Open the Books, a project of non-profit group American Transparency, found that more than 35,000 loans and loan guarantees ranging from $1 to $5 million have been granted by the SBA since 2007, and that the recipients are not your average "small businesses."
One major beneficiary of the SBA has been exclusive clubs across the country, ranging from private golf clubs to yacht clubs. $160.867 million in loans have been granted to private clubs since 2007, including $2 million to the Pequonnock Yacht Club in Connecticut, $5 million to the Horseshoe Bend Country Club in Georgia, and $3.282 million on the Frisco Gun Club in Texas.
Open the Books writes that "these country clubs built new golf courses, pools, clubhouses, banquet facilities, outdoor waterfalls, and bridges" with the loans, and that the taxpayers were the "backstop" for the risk.
The SBA also supplied $760 million in loans to companies that provide "luxury indulgences," such as $3.497 million to Lamborghini dealerships and $3.296 million to BMW Motorcycle dealerships.
$18.890 million was also granted to helicopter tour companies, such as Maverick Helicopters in Nevada, which offers VIP trips straight to the Las Vegas strip on the "newest and most advanced fleet in the world."
Amongst the most "posh" recipients identified by the study were "extreme luxury resorts for pets."

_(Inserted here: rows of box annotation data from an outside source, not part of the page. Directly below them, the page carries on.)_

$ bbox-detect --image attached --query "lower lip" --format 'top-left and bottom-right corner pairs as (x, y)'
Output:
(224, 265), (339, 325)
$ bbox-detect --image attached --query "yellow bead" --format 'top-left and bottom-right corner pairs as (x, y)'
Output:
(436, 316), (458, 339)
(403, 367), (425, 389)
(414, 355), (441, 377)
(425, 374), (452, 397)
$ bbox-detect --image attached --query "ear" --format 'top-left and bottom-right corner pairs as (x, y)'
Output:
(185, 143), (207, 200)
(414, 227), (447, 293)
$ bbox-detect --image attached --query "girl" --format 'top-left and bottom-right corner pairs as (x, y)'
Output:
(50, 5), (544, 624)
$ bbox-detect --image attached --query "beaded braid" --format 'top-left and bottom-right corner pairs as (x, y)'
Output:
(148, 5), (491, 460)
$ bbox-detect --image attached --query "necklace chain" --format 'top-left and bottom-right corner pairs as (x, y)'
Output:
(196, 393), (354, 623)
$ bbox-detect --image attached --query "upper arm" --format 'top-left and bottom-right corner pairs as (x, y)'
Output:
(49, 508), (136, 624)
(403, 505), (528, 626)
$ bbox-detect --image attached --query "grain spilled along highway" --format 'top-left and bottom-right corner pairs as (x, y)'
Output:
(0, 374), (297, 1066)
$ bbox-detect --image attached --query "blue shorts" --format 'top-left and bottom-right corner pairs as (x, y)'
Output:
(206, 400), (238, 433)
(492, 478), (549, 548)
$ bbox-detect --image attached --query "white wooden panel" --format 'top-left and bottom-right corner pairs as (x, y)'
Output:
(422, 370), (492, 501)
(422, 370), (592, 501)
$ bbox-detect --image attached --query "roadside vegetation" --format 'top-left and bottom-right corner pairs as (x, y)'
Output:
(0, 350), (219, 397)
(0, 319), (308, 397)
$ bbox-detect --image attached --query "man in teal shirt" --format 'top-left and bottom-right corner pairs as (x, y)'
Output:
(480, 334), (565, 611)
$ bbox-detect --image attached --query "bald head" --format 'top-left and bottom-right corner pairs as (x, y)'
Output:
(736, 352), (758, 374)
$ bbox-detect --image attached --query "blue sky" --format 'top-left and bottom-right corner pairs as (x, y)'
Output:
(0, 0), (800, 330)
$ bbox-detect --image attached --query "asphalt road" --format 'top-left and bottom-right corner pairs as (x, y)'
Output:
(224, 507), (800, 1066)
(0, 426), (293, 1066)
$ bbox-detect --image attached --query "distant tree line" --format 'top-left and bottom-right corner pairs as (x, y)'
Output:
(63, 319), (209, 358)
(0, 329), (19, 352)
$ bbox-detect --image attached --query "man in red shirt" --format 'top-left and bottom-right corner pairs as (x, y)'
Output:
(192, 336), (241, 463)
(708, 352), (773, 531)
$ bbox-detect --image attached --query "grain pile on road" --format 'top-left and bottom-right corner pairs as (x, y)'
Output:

"$75.946 million of SBA loans flowed into 49 high-end, luxury pet resorts across America," writes the report. One $2.14 million loan went to the Forest Shadows Pet Resort, which notes on its website that it offers "extras such as anal gland expression."
The Open the Books report was made possible by the Federal Funding Accountability and Transparency Act of 2006, a bill cosponsored by Sen. Tom Coburn (R., Okla.) and then-Sen. Barack Obama (D., Ill.).
"I know that restoring transparency is not only the surest way to achieve results,
but also to earn back the trust in government," said Obama at the time.
Under his presidency, however, the SBA has been an agency on the rise. Obama made SBA administrator a cabinet-level position in 2012. During the past three years of his administration, the number of SBA loans awarded with value of more than $1 million have increased by more than 100 percent.
The report categorizes these million dollar loans from the taxpayers to companies that serve the "wealthy lifestyle" as a case of "Robin Hood in reverse."
They add that large loans from the SBA ruins the competitive balance between companies.
"When the SBA approves a loan, by definition, taxpayer money is used to compete against another taxpaying business," says the report. "Government loans of $1 million plus create a potentially pernicious unleveled playing."